Centre National de la Recherche Scientifique, Grenoble INP, TIMC-IMAG CNRS UMR 5525, Université Grenoble-Alpes, Grenoble, France.
Mol Ecol Resour. 2021 Nov;21(8):2738-2748. doi: 10.1111/1755-0998.13366. Epub 2021 Mar 29.
A major objective of evolutionary biology is to understand the processes by which organisms have adapted to various environments, and to predict the response of organisms to new or future conditions. The availability of large genomic and environmental data sets provides an opportunity to address those questions, and the R package LEA has been introduced to facilitate population and ecological genomic analyses in this context. By using latent factor models, the program computes ancestry coefficients from population genetic data and performs genotype-environment association analyses with correction for unobserved confounding variables. In this study, we present new functionalities of LEA, which include imputation of missing genotypes, fast algorithms for latent factor mixed models using multivariate predictors for genotype-environment association studies, population differentiation tests for admixed or continuous populations, and estimation of genetic offset based on climate models. The new functionalities are implemented in version 3.1 and higher releases of the package. Using simulated and real data sets, our study provides evaluations and examples of applications, outlining important practical considerations when analysing ecological genomic data in R.

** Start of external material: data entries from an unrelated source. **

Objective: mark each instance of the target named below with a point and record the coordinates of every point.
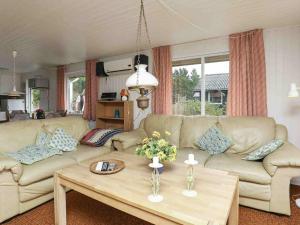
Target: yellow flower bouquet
(157, 146)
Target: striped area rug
(82, 210)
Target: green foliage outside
(36, 98)
(185, 83)
(184, 102)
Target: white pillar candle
(191, 157)
(155, 160)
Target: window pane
(216, 86)
(76, 94)
(186, 80)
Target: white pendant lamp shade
(293, 93)
(141, 79)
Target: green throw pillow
(214, 141)
(32, 153)
(62, 141)
(264, 150)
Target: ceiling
(54, 32)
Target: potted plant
(157, 146)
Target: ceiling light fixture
(142, 81)
(14, 92)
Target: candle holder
(155, 181)
(190, 178)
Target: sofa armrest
(286, 156)
(15, 167)
(128, 139)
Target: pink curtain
(247, 83)
(162, 67)
(60, 102)
(91, 90)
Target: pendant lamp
(142, 81)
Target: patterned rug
(82, 210)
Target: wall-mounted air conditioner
(121, 65)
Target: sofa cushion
(247, 133)
(44, 169)
(35, 190)
(85, 152)
(62, 140)
(264, 150)
(73, 125)
(200, 156)
(194, 127)
(162, 123)
(18, 134)
(255, 191)
(246, 170)
(213, 141)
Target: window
(189, 84)
(75, 93)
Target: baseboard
(296, 181)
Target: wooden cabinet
(114, 114)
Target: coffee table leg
(59, 202)
(234, 211)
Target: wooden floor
(85, 211)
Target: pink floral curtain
(247, 83)
(60, 102)
(91, 90)
(162, 95)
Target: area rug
(82, 210)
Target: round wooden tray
(119, 166)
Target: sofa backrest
(247, 133)
(18, 134)
(163, 123)
(194, 127)
(74, 125)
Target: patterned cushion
(264, 150)
(62, 141)
(214, 141)
(98, 137)
(32, 153)
(43, 138)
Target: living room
(149, 112)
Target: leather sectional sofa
(263, 184)
(23, 187)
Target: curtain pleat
(162, 95)
(247, 83)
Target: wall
(49, 73)
(116, 82)
(282, 50)
(6, 81)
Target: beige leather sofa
(263, 184)
(23, 187)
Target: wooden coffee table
(215, 204)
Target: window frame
(69, 75)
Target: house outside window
(189, 84)
(75, 93)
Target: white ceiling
(53, 32)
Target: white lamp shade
(141, 79)
(293, 93)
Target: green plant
(156, 146)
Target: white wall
(49, 73)
(116, 82)
(282, 50)
(6, 81)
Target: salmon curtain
(162, 66)
(91, 90)
(247, 83)
(60, 102)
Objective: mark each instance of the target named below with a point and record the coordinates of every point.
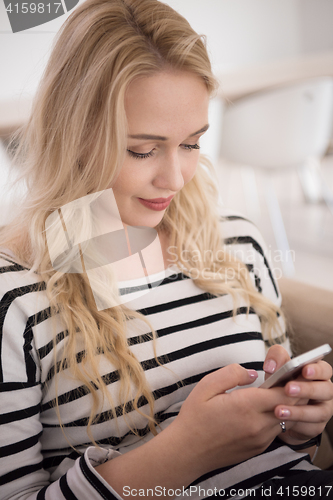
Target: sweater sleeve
(22, 476)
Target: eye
(140, 156)
(189, 147)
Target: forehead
(167, 103)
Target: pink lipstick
(157, 203)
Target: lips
(156, 203)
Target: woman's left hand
(310, 414)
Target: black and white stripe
(197, 334)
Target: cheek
(190, 168)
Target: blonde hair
(74, 145)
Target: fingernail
(310, 371)
(284, 413)
(294, 389)
(270, 366)
(253, 374)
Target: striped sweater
(197, 334)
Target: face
(167, 113)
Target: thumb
(224, 379)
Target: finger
(276, 357)
(317, 371)
(224, 379)
(318, 413)
(317, 391)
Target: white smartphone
(293, 368)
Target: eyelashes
(142, 156)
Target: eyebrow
(162, 138)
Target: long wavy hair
(74, 145)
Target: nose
(169, 175)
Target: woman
(112, 393)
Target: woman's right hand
(223, 428)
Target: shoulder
(243, 240)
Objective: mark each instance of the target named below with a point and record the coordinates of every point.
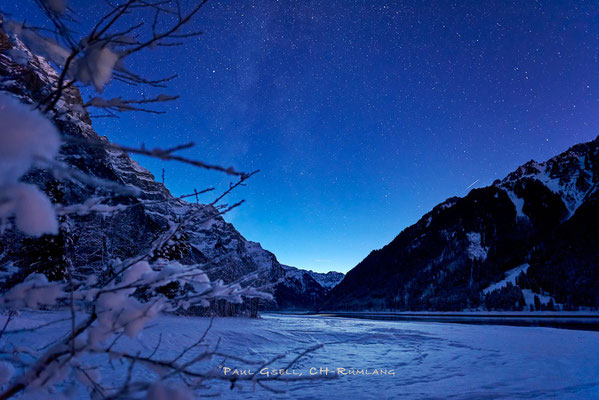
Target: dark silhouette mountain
(541, 222)
(89, 242)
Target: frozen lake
(421, 360)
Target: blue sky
(362, 115)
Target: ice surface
(429, 360)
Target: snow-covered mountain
(327, 280)
(305, 289)
(91, 241)
(544, 216)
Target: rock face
(303, 289)
(545, 215)
(89, 242)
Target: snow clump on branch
(25, 136)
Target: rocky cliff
(541, 221)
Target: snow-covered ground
(428, 360)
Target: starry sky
(362, 115)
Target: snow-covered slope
(304, 289)
(91, 241)
(545, 215)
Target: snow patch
(476, 251)
(510, 276)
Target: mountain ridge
(91, 241)
(464, 244)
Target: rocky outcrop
(91, 242)
(542, 214)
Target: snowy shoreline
(577, 320)
(430, 360)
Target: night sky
(362, 115)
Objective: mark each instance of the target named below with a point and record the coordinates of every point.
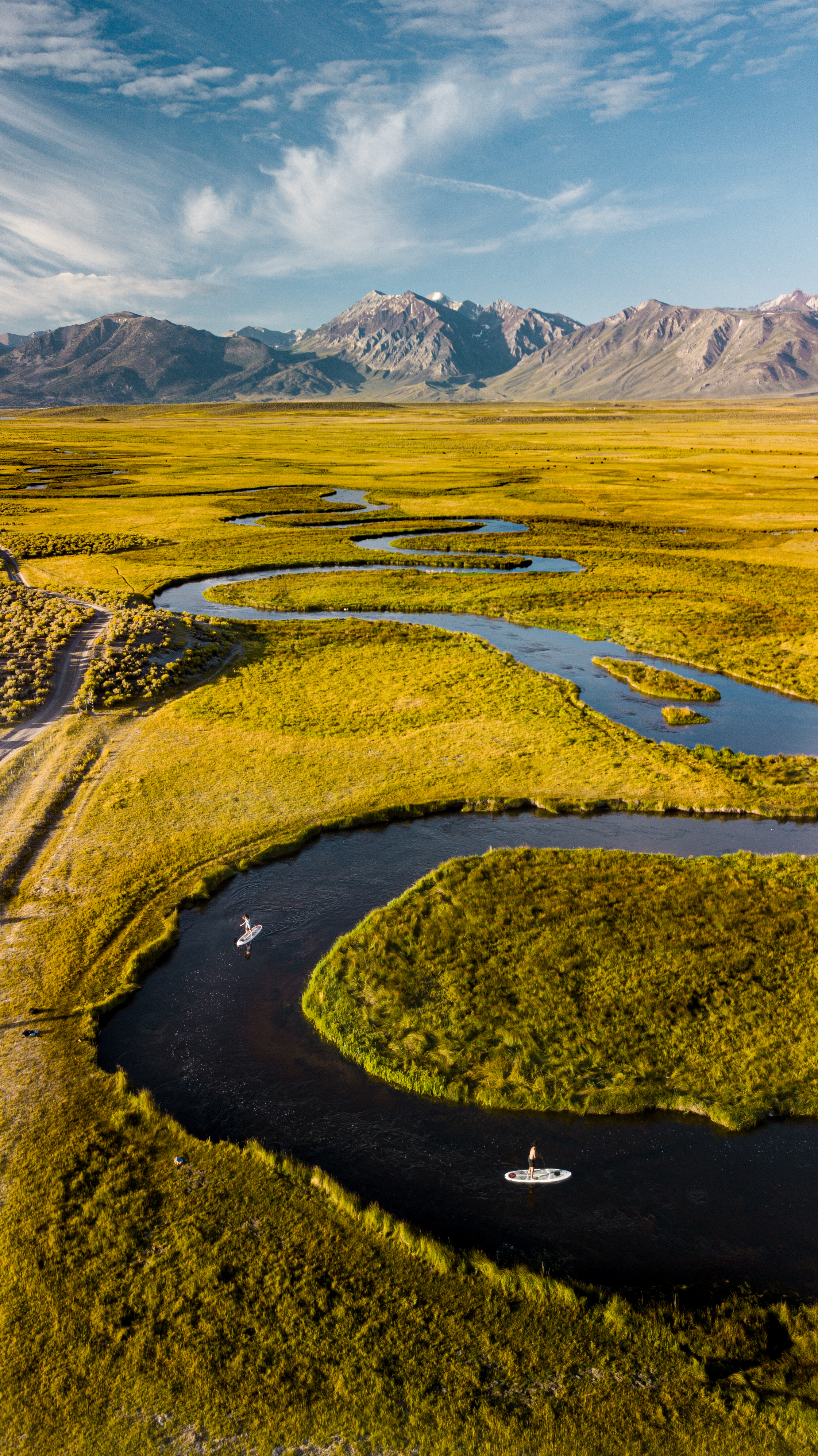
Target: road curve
(70, 667)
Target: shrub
(32, 630)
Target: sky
(269, 162)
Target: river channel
(225, 1046)
(749, 720)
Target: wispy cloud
(54, 38)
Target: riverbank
(234, 1295)
(587, 982)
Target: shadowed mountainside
(407, 347)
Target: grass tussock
(149, 653)
(252, 1301)
(32, 630)
(657, 682)
(590, 982)
(232, 1296)
(683, 717)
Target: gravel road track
(70, 669)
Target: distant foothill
(415, 349)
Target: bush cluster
(147, 653)
(656, 682)
(683, 717)
(589, 980)
(32, 628)
(85, 544)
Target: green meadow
(589, 982)
(245, 1298)
(656, 682)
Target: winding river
(223, 1045)
(749, 720)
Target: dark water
(223, 1045)
(484, 528)
(749, 720)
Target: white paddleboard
(542, 1176)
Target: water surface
(225, 1046)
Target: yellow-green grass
(238, 1295)
(656, 682)
(113, 822)
(149, 653)
(683, 717)
(589, 982)
(32, 630)
(672, 510)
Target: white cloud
(53, 38)
(206, 212)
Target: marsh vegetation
(683, 717)
(589, 980)
(32, 630)
(239, 1296)
(657, 682)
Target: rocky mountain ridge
(409, 347)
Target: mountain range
(408, 347)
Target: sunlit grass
(239, 1295)
(656, 682)
(589, 980)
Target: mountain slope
(409, 338)
(127, 359)
(408, 347)
(663, 352)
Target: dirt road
(72, 666)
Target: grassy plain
(589, 982)
(32, 630)
(239, 1296)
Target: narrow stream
(749, 720)
(225, 1046)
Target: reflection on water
(749, 720)
(226, 1049)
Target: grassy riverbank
(238, 1296)
(589, 982)
(235, 1296)
(656, 682)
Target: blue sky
(271, 161)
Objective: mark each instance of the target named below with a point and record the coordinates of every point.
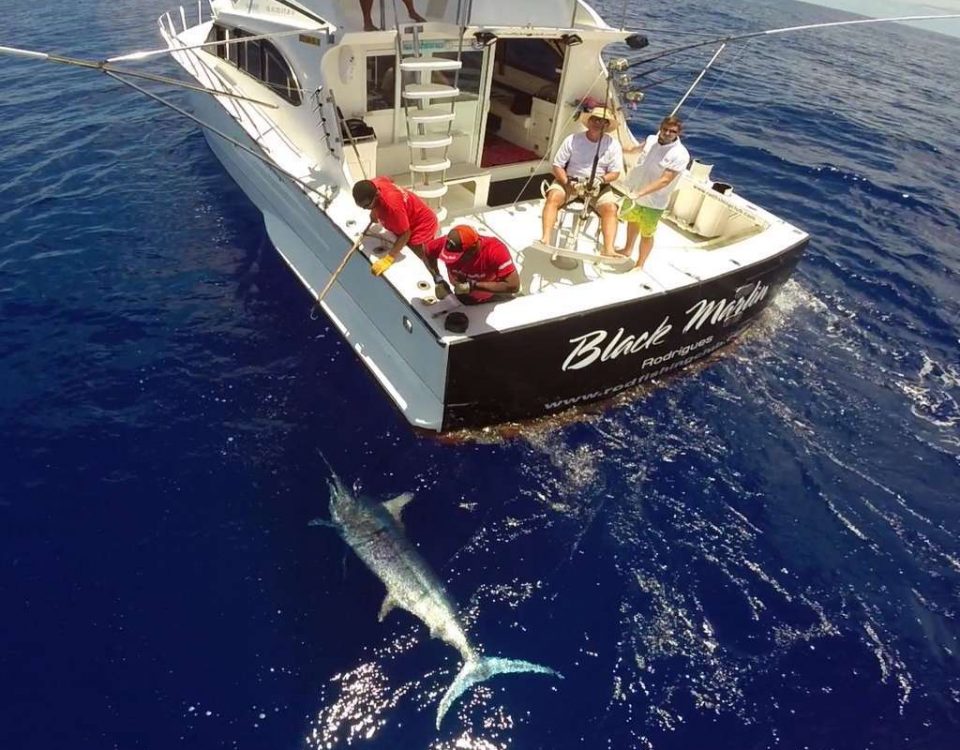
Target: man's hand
(378, 268)
(440, 287)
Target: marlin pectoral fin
(324, 522)
(388, 604)
(396, 505)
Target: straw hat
(607, 114)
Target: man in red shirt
(480, 268)
(398, 211)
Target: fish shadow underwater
(375, 532)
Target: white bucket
(700, 171)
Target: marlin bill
(375, 532)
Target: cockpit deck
(743, 234)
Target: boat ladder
(429, 110)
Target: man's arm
(400, 243)
(509, 285)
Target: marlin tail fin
(481, 669)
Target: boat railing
(168, 25)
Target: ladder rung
(427, 141)
(430, 191)
(437, 165)
(430, 91)
(429, 63)
(434, 114)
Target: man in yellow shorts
(649, 185)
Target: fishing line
(723, 72)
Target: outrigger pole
(104, 66)
(724, 41)
(785, 30)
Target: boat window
(470, 74)
(254, 66)
(380, 82)
(277, 76)
(220, 35)
(260, 59)
(539, 57)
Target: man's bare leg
(414, 16)
(366, 6)
(646, 245)
(608, 226)
(551, 205)
(633, 231)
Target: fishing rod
(216, 131)
(105, 67)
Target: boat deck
(679, 259)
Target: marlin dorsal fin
(388, 604)
(396, 505)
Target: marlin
(375, 532)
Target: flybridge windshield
(347, 13)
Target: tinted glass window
(254, 64)
(380, 82)
(277, 75)
(219, 35)
(539, 57)
(258, 58)
(468, 80)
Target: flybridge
(346, 14)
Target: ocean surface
(762, 554)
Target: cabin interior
(504, 116)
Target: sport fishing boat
(464, 104)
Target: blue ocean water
(765, 553)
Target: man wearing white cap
(593, 154)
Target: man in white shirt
(650, 183)
(573, 167)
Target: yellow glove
(382, 265)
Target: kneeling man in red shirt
(480, 268)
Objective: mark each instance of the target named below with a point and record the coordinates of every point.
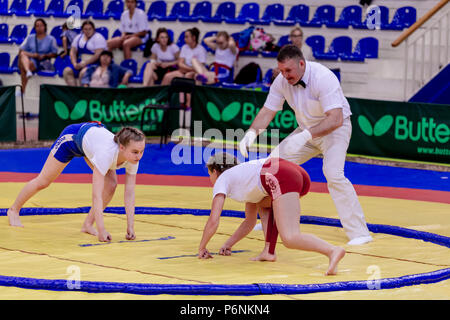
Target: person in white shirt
(224, 59)
(85, 50)
(189, 51)
(323, 116)
(104, 152)
(134, 28)
(271, 187)
(164, 58)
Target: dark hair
(127, 134)
(43, 21)
(194, 32)
(289, 51)
(106, 52)
(88, 22)
(163, 30)
(221, 161)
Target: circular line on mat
(238, 289)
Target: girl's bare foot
(265, 256)
(89, 229)
(336, 256)
(13, 217)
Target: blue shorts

进化生物学的主要目标之一是了解生物适应各种环境的过程,并预测生物对新的或未来条件的反应。大型基因组和环境数据集的可用性为解决这些问题提供了机会,并且已经引入了 R 包 LEA 来促进这方面的种群和生态基因组分析。该程序通过使用潜在因子模型,从群体遗传数据中计算出祖先系数,并进行基因型-环境关联分析,同时校正未观察到的混杂变量。在这项研究中,我们介绍了 LEA 的新功能,包括缺失基因型的插补、使用多元预测因子进行基因型-环境关联研究的潜在因子混合模型的快速算法、用于混合或连续种群的种群分化检验,以及基于气候模型的遗传偏移估计。新版本 3.1 及更高版本的包中实现了这些新功能。使用模拟和真实数据集,我们的研究提供了评估和应用示例,概述了在 R 中分析生态基因组数据时的重要实际考虑因素。